Caramel (2024)

(Note: this is not an experiment—because you can eat the results. This is a cooking project that shows how science is part of our everyday lives!)

Caramel is a gooey treat that is part of many kinds of candy and desserts. While the recipes may all be different, they are all based on caramelized sugar (melted sugar). When you heat sugar (sucrose) crystals, the sugar begins to melt. Once it melts it breaks apart into to smaller sugar molecules (glucose and fructose). These smaller sugars undergo complex reactions, which cause the color of the solution to change from clear to the familiar caramel color. In fact, caramel is sometimes used as a food coloring—look for caramel color on food labels.

You can caramelize sugar at home on your stove or in the microwave. Making caramel on the stove can be a little tricky, but the microwave makes it easy. Be very careful—the sugar gets very, very hot. Protect your hands and any surfaces where you might put the caramel.

Carmelized Sugar

Materials

  • 1/2 cup sugar
  • 1/4 cup light corn syrup
  • 2 cup Pyrex measuring cup (be sure to use Pyrex, or something similar—the sugar gets too hot for regular glass)
  • A metal cookie sheet, lined with aluminum foil

Caramel (1)

1) Mix the corn syrup and the sugar in the Pyrex measuring cup. Make sure all the sugar is moistened.

2) Put the mixture in the microwave. Microwave for one minute and then check the solution. Is it bubbling? Has the color started to change from white to clear to tan? (The exact time this takes will depend on your particular microwave oven.)

Caramel (2)

3) Continue to microwave for one-minute intervals, checking for bubbling and color changes after each minute. Once the mixture starts to darken, remove it from the microwave and place the measuring cup on a hot plate (or other heat safe spot). The color will continue to deepen, even after you remove the cup from the microwave. BE CAREFUL—the syrup is extremely hot!

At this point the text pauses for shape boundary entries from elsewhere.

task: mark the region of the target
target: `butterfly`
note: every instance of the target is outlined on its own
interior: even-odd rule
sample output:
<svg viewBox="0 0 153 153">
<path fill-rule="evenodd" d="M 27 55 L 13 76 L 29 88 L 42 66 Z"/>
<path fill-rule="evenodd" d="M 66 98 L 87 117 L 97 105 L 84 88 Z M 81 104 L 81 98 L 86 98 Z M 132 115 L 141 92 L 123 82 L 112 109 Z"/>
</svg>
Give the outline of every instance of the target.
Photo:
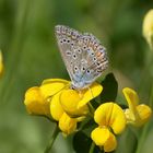
<svg viewBox="0 0 153 153">
<path fill-rule="evenodd" d="M 71 87 L 89 87 L 108 67 L 105 47 L 93 34 L 80 33 L 64 25 L 57 25 L 55 33 Z"/>
</svg>

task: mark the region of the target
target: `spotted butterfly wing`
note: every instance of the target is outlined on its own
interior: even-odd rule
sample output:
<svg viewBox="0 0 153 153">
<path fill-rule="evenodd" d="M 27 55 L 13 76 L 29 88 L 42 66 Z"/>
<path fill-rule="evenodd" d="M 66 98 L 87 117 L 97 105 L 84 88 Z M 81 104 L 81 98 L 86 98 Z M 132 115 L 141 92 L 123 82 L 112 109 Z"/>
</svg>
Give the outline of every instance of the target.
<svg viewBox="0 0 153 153">
<path fill-rule="evenodd" d="M 105 48 L 94 35 L 57 25 L 56 36 L 73 89 L 87 87 L 108 67 Z"/>
</svg>

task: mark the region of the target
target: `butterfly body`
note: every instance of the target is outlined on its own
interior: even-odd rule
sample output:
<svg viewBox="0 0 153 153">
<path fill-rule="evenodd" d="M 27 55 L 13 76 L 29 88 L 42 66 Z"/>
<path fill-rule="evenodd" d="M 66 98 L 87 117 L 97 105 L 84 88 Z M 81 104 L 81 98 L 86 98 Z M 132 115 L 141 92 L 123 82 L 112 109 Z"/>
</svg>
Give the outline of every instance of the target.
<svg viewBox="0 0 153 153">
<path fill-rule="evenodd" d="M 56 36 L 72 89 L 90 86 L 108 67 L 105 48 L 94 35 L 57 25 Z"/>
</svg>

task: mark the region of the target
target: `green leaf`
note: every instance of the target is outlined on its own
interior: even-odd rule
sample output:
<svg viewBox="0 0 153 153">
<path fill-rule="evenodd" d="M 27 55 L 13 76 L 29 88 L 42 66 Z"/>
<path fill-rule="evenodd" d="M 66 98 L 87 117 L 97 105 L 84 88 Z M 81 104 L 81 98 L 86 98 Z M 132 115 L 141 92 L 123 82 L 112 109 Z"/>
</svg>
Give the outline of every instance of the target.
<svg viewBox="0 0 153 153">
<path fill-rule="evenodd" d="M 106 75 L 105 80 L 101 83 L 103 92 L 101 94 L 101 103 L 115 102 L 118 92 L 118 83 L 113 73 Z"/>
<path fill-rule="evenodd" d="M 73 149 L 75 153 L 89 153 L 92 145 L 92 139 L 84 132 L 79 131 L 73 137 Z M 93 153 L 99 153 L 98 146 L 95 146 Z"/>
</svg>

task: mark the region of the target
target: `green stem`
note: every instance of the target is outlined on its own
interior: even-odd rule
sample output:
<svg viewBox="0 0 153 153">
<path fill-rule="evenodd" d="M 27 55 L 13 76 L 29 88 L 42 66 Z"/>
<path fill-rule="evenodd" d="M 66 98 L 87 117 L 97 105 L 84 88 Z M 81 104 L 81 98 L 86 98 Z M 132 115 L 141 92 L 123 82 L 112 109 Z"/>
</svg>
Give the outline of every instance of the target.
<svg viewBox="0 0 153 153">
<path fill-rule="evenodd" d="M 93 153 L 94 152 L 94 148 L 95 148 L 95 143 L 92 142 L 92 145 L 91 145 L 91 149 L 90 149 L 90 152 L 89 153 Z"/>
<path fill-rule="evenodd" d="M 47 145 L 47 148 L 46 148 L 44 153 L 49 153 L 50 152 L 50 150 L 52 148 L 52 144 L 54 144 L 58 133 L 59 133 L 59 128 L 58 128 L 58 125 L 56 125 L 54 133 L 52 133 L 52 136 L 51 136 L 51 138 L 50 138 L 50 140 L 48 142 L 48 145 Z"/>
</svg>

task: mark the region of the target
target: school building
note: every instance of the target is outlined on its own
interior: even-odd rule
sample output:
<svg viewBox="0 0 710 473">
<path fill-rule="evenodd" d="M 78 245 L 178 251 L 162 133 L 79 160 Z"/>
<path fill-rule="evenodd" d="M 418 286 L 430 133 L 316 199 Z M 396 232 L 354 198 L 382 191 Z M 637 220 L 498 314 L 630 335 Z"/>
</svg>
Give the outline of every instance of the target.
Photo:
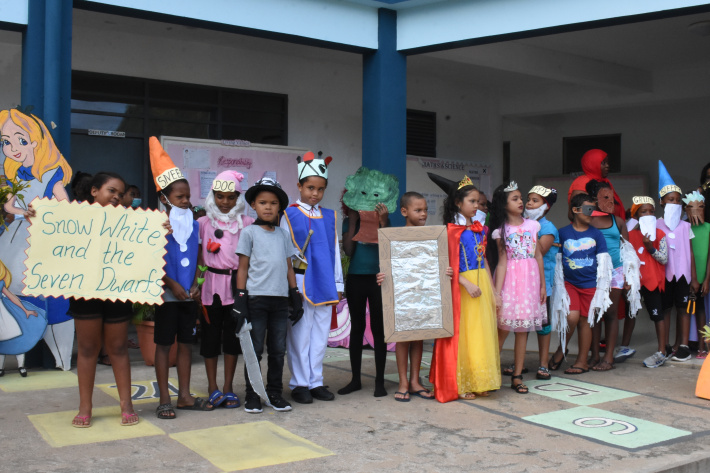
<svg viewBox="0 0 710 473">
<path fill-rule="evenodd" d="M 149 200 L 151 135 L 323 150 L 330 207 L 361 165 L 408 189 L 407 155 L 525 192 L 599 144 L 650 195 L 710 161 L 707 2 L 1 0 L 0 47 L 0 106 Z"/>
</svg>

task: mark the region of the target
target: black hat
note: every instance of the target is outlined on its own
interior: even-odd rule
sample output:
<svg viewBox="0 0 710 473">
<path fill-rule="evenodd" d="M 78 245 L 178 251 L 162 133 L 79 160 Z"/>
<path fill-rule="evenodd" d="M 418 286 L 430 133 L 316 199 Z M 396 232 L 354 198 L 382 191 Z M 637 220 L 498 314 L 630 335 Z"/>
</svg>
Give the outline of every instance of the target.
<svg viewBox="0 0 710 473">
<path fill-rule="evenodd" d="M 249 189 L 247 189 L 246 194 L 244 194 L 244 198 L 247 201 L 247 204 L 251 204 L 256 200 L 256 196 L 259 194 L 261 191 L 269 191 L 273 192 L 276 194 L 276 197 L 279 198 L 279 205 L 281 208 L 282 212 L 286 210 L 286 207 L 288 207 L 288 196 L 284 192 L 283 189 L 281 189 L 281 184 L 276 182 L 275 179 L 271 179 L 270 177 L 262 177 L 260 180 L 256 181 L 256 183 L 251 186 Z"/>
</svg>

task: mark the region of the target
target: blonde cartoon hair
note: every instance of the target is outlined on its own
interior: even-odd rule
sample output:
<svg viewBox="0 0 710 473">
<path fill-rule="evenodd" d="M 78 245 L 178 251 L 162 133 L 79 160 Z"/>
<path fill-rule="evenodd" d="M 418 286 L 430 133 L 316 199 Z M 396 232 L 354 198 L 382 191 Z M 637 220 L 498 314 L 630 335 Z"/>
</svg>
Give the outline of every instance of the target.
<svg viewBox="0 0 710 473">
<path fill-rule="evenodd" d="M 54 139 L 44 122 L 31 113 L 24 114 L 14 108 L 0 111 L 0 126 L 4 125 L 8 120 L 12 120 L 15 125 L 30 135 L 30 142 L 37 142 L 37 147 L 34 151 L 35 162 L 32 164 L 32 175 L 35 179 L 42 182 L 44 173 L 60 167 L 64 171 L 62 184 L 65 186 L 69 184 L 71 181 L 71 167 L 62 156 L 62 153 L 59 152 L 57 145 L 54 144 Z M 5 159 L 5 175 L 10 181 L 17 182 L 17 170 L 20 166 L 22 166 L 22 163 L 12 159 Z"/>
<path fill-rule="evenodd" d="M 0 260 L 0 281 L 5 283 L 5 287 L 8 287 L 12 283 L 12 273 L 7 269 L 7 266 L 5 266 L 2 260 Z"/>
</svg>

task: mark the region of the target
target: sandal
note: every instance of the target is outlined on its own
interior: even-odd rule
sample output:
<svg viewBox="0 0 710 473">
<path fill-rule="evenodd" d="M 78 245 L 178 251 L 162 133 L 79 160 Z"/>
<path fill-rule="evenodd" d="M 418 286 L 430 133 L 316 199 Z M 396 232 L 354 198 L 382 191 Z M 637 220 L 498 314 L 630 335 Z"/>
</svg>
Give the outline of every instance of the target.
<svg viewBox="0 0 710 473">
<path fill-rule="evenodd" d="M 77 429 L 86 429 L 88 427 L 91 427 L 91 416 L 74 416 L 74 420 L 77 419 L 81 421 L 81 424 L 75 424 L 74 421 L 72 421 L 72 427 L 76 427 Z M 86 423 L 87 420 L 89 421 L 88 424 Z"/>
<path fill-rule="evenodd" d="M 515 363 L 511 363 L 505 368 L 503 368 L 503 376 L 513 376 L 513 371 L 515 371 Z M 528 369 L 523 368 L 523 374 L 527 374 Z"/>
<path fill-rule="evenodd" d="M 543 381 L 548 381 L 550 378 L 552 378 L 552 375 L 550 374 L 549 369 L 545 368 L 544 366 L 541 366 L 537 369 L 535 377 Z"/>
<path fill-rule="evenodd" d="M 518 384 L 513 384 L 513 381 L 516 379 L 520 380 L 520 383 Z M 528 387 L 523 384 L 523 375 L 518 374 L 510 377 L 510 389 L 515 391 L 518 394 L 527 394 L 528 393 Z"/>
<path fill-rule="evenodd" d="M 176 417 L 175 408 L 172 404 L 166 402 L 165 404 L 159 405 L 158 408 L 155 409 L 155 416 L 158 419 L 174 419 Z"/>
<path fill-rule="evenodd" d="M 550 361 L 549 361 L 549 363 L 547 364 L 547 365 L 550 367 L 550 368 L 549 368 L 549 371 L 557 371 L 558 369 L 560 369 L 560 366 L 562 366 L 562 362 L 565 361 L 565 357 L 564 357 L 564 356 L 563 356 L 562 358 L 560 358 L 560 361 L 555 361 L 555 355 L 556 355 L 556 354 L 557 354 L 557 353 L 554 353 L 554 354 L 552 355 L 552 358 L 550 358 Z"/>
<path fill-rule="evenodd" d="M 611 371 L 614 369 L 614 364 L 607 361 L 600 361 L 596 365 L 592 366 L 592 371 Z"/>
<path fill-rule="evenodd" d="M 135 412 L 133 414 L 129 414 L 128 412 L 122 412 L 121 417 L 121 425 L 124 427 L 136 425 L 140 421 L 140 419 L 138 419 L 138 414 L 136 414 Z"/>
</svg>

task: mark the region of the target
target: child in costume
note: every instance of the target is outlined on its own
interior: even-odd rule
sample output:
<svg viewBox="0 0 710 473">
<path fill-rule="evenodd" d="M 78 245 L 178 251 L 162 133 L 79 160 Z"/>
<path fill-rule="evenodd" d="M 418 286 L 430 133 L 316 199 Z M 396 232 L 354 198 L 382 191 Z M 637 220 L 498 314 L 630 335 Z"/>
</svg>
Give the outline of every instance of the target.
<svg viewBox="0 0 710 473">
<path fill-rule="evenodd" d="M 202 305 L 200 311 L 202 337 L 200 355 L 205 359 L 209 402 L 215 407 L 239 407 L 239 397 L 234 393 L 234 372 L 241 347 L 237 340 L 232 317 L 234 296 L 232 283 L 236 283 L 239 257 L 236 249 L 239 234 L 254 219 L 244 213 L 244 197 L 240 182 L 244 175 L 236 171 L 223 171 L 212 182 L 205 199 L 207 215 L 200 217 L 200 256 L 202 269 Z M 217 387 L 217 360 L 224 350 L 224 385 Z"/>
<path fill-rule="evenodd" d="M 666 234 L 656 228 L 655 202 L 651 197 L 633 198 L 631 217 L 638 223 L 629 232 L 629 242 L 641 260 L 641 296 L 648 315 L 656 326 L 658 350 L 643 360 L 647 368 L 658 368 L 666 362 L 668 327 L 663 316 L 662 293 L 666 286 L 665 264 L 668 261 Z"/>
<path fill-rule="evenodd" d="M 175 408 L 211 411 L 214 405 L 190 395 L 192 341 L 196 330 L 197 283 L 200 226 L 192 219 L 190 184 L 160 142 L 150 137 L 150 167 L 160 202 L 166 207 L 173 233 L 167 236 L 163 303 L 155 309 L 155 376 L 160 390 L 158 419 L 174 419 Z M 168 373 L 170 347 L 177 337 L 177 405 L 170 402 Z M 113 361 L 113 360 L 112 360 Z"/>
<path fill-rule="evenodd" d="M 387 344 L 382 313 L 382 291 L 377 285 L 380 257 L 377 229 L 389 226 L 389 210 L 397 204 L 399 180 L 389 174 L 361 167 L 345 180 L 343 204 L 348 207 L 343 219 L 343 251 L 350 257 L 345 293 L 350 308 L 350 383 L 338 390 L 345 395 L 362 389 L 362 339 L 370 308 L 370 328 L 375 347 L 375 397 L 387 395 L 385 363 Z"/>
<path fill-rule="evenodd" d="M 591 180 L 587 183 L 587 194 L 595 199 L 599 216 L 593 216 L 591 225 L 598 229 L 606 241 L 606 248 L 611 256 L 614 267 L 611 279 L 611 307 L 604 313 L 604 328 L 606 351 L 604 358 L 599 355 L 599 342 L 601 340 L 601 324 L 596 324 L 592 329 L 592 370 L 609 371 L 614 369 L 614 354 L 616 339 L 619 335 L 618 305 L 621 291 L 624 289 L 624 267 L 621 261 L 621 238 L 629 239 L 624 219 L 614 215 L 614 191 L 604 181 Z M 616 358 L 625 361 L 633 356 L 634 352 L 628 350 L 624 357 Z"/>
<path fill-rule="evenodd" d="M 501 301 L 491 285 L 485 258 L 485 227 L 473 221 L 479 193 L 468 176 L 458 183 L 431 173 L 429 177 L 448 194 L 444 223 L 453 268 L 454 309 L 454 335 L 434 343 L 429 380 L 439 402 L 485 397 L 500 389 L 495 309 Z"/>
<path fill-rule="evenodd" d="M 323 386 L 323 358 L 328 346 L 331 306 L 343 295 L 337 220 L 334 210 L 320 206 L 328 186 L 328 165 L 332 158 L 316 158 L 309 151 L 298 158 L 298 191 L 301 198 L 284 212 L 281 228 L 305 257 L 307 266 L 295 269 L 296 282 L 305 299 L 303 320 L 288 330 L 288 367 L 291 397 L 301 404 L 313 398 L 332 401 L 333 393 Z M 309 239 L 309 231 L 313 234 Z M 305 246 L 308 241 L 308 246 Z M 300 260 L 294 258 L 294 264 Z"/>
<path fill-rule="evenodd" d="M 288 232 L 278 226 L 279 211 L 288 206 L 288 196 L 278 182 L 264 177 L 247 190 L 246 200 L 256 211 L 257 219 L 242 231 L 237 245 L 239 269 L 233 311 L 236 330 L 251 322 L 251 341 L 259 361 L 266 340 L 269 345 L 268 402 L 274 410 L 290 411 L 291 404 L 282 395 L 281 380 L 286 354 L 286 319 L 296 325 L 303 317 L 303 303 L 291 262 L 296 251 Z M 289 299 L 293 305 L 291 315 Z M 249 380 L 246 366 L 244 377 L 247 388 L 244 410 L 258 414 L 262 412 L 261 399 Z"/>
<path fill-rule="evenodd" d="M 126 184 L 118 174 L 99 172 L 92 178 L 87 200 L 101 206 L 116 207 L 121 203 L 125 188 Z M 96 359 L 102 345 L 111 359 L 116 378 L 121 425 L 137 424 L 138 414 L 131 402 L 131 363 L 128 358 L 128 321 L 133 313 L 131 302 L 70 298 L 69 313 L 76 327 L 76 369 L 79 378 L 79 413 L 72 425 L 80 428 L 91 426 Z"/>
<path fill-rule="evenodd" d="M 705 221 L 705 197 L 698 191 L 686 194 L 683 198 L 685 212 L 690 222 L 690 230 L 695 238 L 690 240 L 695 256 L 695 270 L 697 273 L 700 292 L 695 294 L 695 317 L 691 318 L 690 341 L 698 344 L 698 359 L 707 357 L 705 341 L 700 330 L 707 323 L 708 308 L 706 298 L 710 287 L 710 259 L 708 258 L 708 242 L 710 241 L 710 223 Z"/>
<path fill-rule="evenodd" d="M 426 225 L 428 208 L 426 199 L 420 193 L 406 192 L 400 202 L 400 212 L 406 220 L 405 227 Z M 451 270 L 451 274 L 453 274 L 453 270 Z M 385 274 L 378 273 L 377 284 L 382 284 L 384 280 Z M 399 388 L 394 393 L 396 401 L 409 402 L 410 394 L 422 399 L 434 399 L 434 394 L 422 386 L 419 379 L 423 353 L 423 340 L 397 342 L 395 356 L 399 374 Z M 409 364 L 410 361 L 411 365 Z M 407 371 L 409 371 L 409 377 L 407 377 Z"/>
<path fill-rule="evenodd" d="M 537 244 L 540 224 L 523 218 L 525 205 L 515 181 L 493 192 L 489 234 L 497 251 L 495 290 L 503 301 L 498 310 L 498 349 L 509 331 L 515 332 L 515 366 L 511 388 L 527 394 L 523 384 L 528 332 L 542 330 L 547 322 L 547 290 L 542 252 Z M 491 258 L 489 258 L 489 261 Z"/>
<path fill-rule="evenodd" d="M 673 307 L 676 308 L 678 322 L 675 344 L 666 347 L 666 351 L 671 354 L 673 361 L 688 361 L 690 359 L 688 300 L 691 293 L 696 294 L 700 290 L 696 276 L 695 255 L 691 245 L 695 235 L 690 224 L 680 219 L 683 211 L 682 191 L 675 185 L 661 161 L 658 161 L 658 196 L 661 198 L 663 218 L 658 219 L 657 226 L 666 234 L 668 243 L 666 288 L 663 292 L 663 312 L 668 332 L 670 332 Z"/>
<path fill-rule="evenodd" d="M 605 214 L 595 209 L 592 196 L 575 195 L 570 202 L 574 220 L 559 230 L 561 251 L 555 265 L 551 319 L 552 329 L 560 334 L 560 346 L 552 355 L 550 370 L 556 371 L 562 365 L 567 352 L 568 327 L 571 336 L 579 326 L 579 353 L 572 366 L 565 370 L 565 374 L 570 375 L 589 371 L 590 325 L 611 307 L 611 257 L 604 235 L 590 225 L 592 216 Z"/>
<path fill-rule="evenodd" d="M 554 203 L 557 202 L 557 190 L 544 186 L 534 186 L 528 192 L 528 201 L 525 204 L 523 216 L 528 220 L 537 221 L 540 224 L 540 231 L 537 233 L 537 245 L 542 253 L 542 262 L 545 268 L 545 291 L 547 292 L 546 307 L 549 314 L 550 297 L 552 295 L 552 282 L 555 276 L 555 260 L 560 251 L 560 234 L 555 225 L 547 220 L 545 216 L 550 211 Z M 550 356 L 550 336 L 552 325 L 548 316 L 547 322 L 537 331 L 537 345 L 540 355 L 539 367 L 535 377 L 537 379 L 548 380 L 551 378 L 548 360 Z M 515 364 L 503 370 L 503 374 L 511 376 Z M 523 374 L 525 370 L 523 370 Z"/>
</svg>

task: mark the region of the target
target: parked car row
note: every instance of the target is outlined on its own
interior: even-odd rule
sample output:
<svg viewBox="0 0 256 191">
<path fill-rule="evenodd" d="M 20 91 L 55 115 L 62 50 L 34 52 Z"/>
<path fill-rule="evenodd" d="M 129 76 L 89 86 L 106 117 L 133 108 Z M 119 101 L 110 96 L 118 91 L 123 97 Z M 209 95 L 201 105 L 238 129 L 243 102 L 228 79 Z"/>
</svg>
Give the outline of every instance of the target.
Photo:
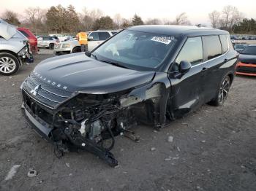
<svg viewBox="0 0 256 191">
<path fill-rule="evenodd" d="M 255 35 L 230 35 L 231 40 L 256 40 Z"/>
<path fill-rule="evenodd" d="M 12 75 L 22 64 L 33 62 L 30 50 L 27 37 L 0 19 L 0 74 Z"/>
<path fill-rule="evenodd" d="M 117 31 L 96 31 L 88 32 L 88 50 L 91 51 L 102 44 L 104 41 L 112 36 Z M 81 47 L 75 38 L 56 44 L 54 47 L 54 54 L 56 55 L 76 53 L 81 52 Z"/>
</svg>

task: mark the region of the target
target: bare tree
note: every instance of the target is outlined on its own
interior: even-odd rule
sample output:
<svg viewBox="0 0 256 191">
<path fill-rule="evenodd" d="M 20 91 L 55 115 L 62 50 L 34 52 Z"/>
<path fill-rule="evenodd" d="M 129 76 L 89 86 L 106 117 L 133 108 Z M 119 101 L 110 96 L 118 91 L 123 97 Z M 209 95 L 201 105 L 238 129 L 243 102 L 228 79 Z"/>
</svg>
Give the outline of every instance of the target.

4) Let the mixture sit for a few minutes, until the color stops changing. If you would like a darker caramel, you can put the cup back in the microwave for 10-15 seconds. Once the color is to your liking, pour the caramel onto the prepared cookie sheet.

Caramel (3)

5) Let the caramel cool. Once it is cool, you can break it by banging the caramel and cracking it into bite sized pieces.

6) You can eat the caramel once it is cool. Note: this caramel is hard, like a lollipop. Soft caramels also include other ingredients like butter or cream.

Why do you add corn syrup?

If the sugar happens to turn back into crystals, the caramel will taste gritty, instead of smooth. Mixing in some corn syrup helps to make sure that crystals don’t reform.